3: Minimally invasive procedures
- Intravesical botox
- Sacral nerve neuromodulation
- Peripheral tibial nerve stimulation.
4: Invasive Procedure
- Bladder augmentation
- Urinary diversion.
Paraphimosis Treatment
Urologic Emergency
- Foreskin gets trapped behind the corona.
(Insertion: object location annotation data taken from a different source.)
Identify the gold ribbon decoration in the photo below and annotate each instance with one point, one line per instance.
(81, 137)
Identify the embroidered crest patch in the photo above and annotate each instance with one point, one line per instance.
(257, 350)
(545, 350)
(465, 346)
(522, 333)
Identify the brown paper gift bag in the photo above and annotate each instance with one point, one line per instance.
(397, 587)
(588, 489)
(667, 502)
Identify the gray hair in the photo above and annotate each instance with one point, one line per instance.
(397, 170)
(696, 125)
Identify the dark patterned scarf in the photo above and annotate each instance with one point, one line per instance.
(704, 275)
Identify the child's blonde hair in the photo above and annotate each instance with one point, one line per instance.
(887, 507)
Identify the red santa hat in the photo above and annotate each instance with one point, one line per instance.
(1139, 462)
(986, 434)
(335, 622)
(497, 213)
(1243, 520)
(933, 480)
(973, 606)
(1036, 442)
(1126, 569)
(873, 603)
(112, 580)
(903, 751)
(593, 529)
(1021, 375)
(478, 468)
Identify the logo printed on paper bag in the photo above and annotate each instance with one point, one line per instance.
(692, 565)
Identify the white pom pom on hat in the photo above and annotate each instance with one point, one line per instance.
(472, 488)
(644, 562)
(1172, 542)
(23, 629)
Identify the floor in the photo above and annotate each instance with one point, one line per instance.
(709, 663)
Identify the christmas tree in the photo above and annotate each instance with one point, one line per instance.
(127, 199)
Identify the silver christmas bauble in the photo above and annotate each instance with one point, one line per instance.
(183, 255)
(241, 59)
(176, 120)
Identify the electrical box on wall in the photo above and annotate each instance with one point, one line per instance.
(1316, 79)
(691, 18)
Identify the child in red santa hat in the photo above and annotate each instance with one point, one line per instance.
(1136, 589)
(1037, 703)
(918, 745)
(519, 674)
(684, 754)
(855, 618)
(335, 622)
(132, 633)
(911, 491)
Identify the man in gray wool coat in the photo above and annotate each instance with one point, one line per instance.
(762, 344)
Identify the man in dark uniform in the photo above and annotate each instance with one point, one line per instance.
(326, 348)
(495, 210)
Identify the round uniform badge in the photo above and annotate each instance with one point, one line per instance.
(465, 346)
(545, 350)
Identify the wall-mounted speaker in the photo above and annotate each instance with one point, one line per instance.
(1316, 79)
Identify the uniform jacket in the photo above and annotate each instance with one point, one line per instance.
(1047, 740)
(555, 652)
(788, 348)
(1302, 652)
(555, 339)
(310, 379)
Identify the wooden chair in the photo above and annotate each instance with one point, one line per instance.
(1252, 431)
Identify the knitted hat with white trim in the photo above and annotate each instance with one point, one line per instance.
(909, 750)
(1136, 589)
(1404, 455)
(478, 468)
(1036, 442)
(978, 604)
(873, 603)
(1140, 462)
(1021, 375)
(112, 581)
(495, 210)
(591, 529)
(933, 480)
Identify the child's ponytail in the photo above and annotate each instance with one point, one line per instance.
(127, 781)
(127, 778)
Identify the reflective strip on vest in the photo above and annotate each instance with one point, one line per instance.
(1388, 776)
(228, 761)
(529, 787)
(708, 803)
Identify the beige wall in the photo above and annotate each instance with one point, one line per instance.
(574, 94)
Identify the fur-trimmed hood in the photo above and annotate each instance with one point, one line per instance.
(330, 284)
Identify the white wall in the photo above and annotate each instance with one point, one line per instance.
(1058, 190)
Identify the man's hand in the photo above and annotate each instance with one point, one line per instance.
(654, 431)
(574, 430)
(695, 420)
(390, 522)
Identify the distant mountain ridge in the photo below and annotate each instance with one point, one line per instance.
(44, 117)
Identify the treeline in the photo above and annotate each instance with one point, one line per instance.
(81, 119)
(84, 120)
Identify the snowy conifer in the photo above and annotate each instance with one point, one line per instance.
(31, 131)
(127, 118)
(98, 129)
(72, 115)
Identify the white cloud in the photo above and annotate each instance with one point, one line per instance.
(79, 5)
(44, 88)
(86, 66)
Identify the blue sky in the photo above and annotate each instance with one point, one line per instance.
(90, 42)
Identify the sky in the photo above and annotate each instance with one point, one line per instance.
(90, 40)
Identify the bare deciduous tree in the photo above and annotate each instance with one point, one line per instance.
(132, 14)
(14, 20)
Forms a tight band of constricting tissue that works as a tourniquet for the glans
Management
- Urgent transfer to ED for urologist review
- Anaesthetise penile head with local anaesthetic / penile nerve block / ring block
- Apply circumferential pressure to glans of penis to disperse oedema.
- Apply ice intermittently to glans of penis.
- Consider aspiration of blood form head of penis.
- Analgesia (oxycodone / paracetamol)
Premature ejaculation
Classification
- Lifelong - Occurs before 1 minute of vaginal penetration throughout patient’s life.
- Acquired - Occurs before 3 minutes of vaginal penetration and is secondary to other factors (psychological, relationship problems, erectile difficulty, prostatitis, hyperthyroidism, withdrawal from SSRI)
Treatment
- EMLA cream (Lidocaine + Prilocaine) topically to glans and distal shaft of penis 10-20minutes prior to intercourse. Wash off residual cream and apply condom before contact with partner.
- SSRI
- Dapoxetine 30mg PO 1-3 hours prior to sexual activity.
- Can also consider combination treatment with PDE5i such as sildenafil 50mg PO 60mins prior + dapoxetin30mg PO 60 mins prior.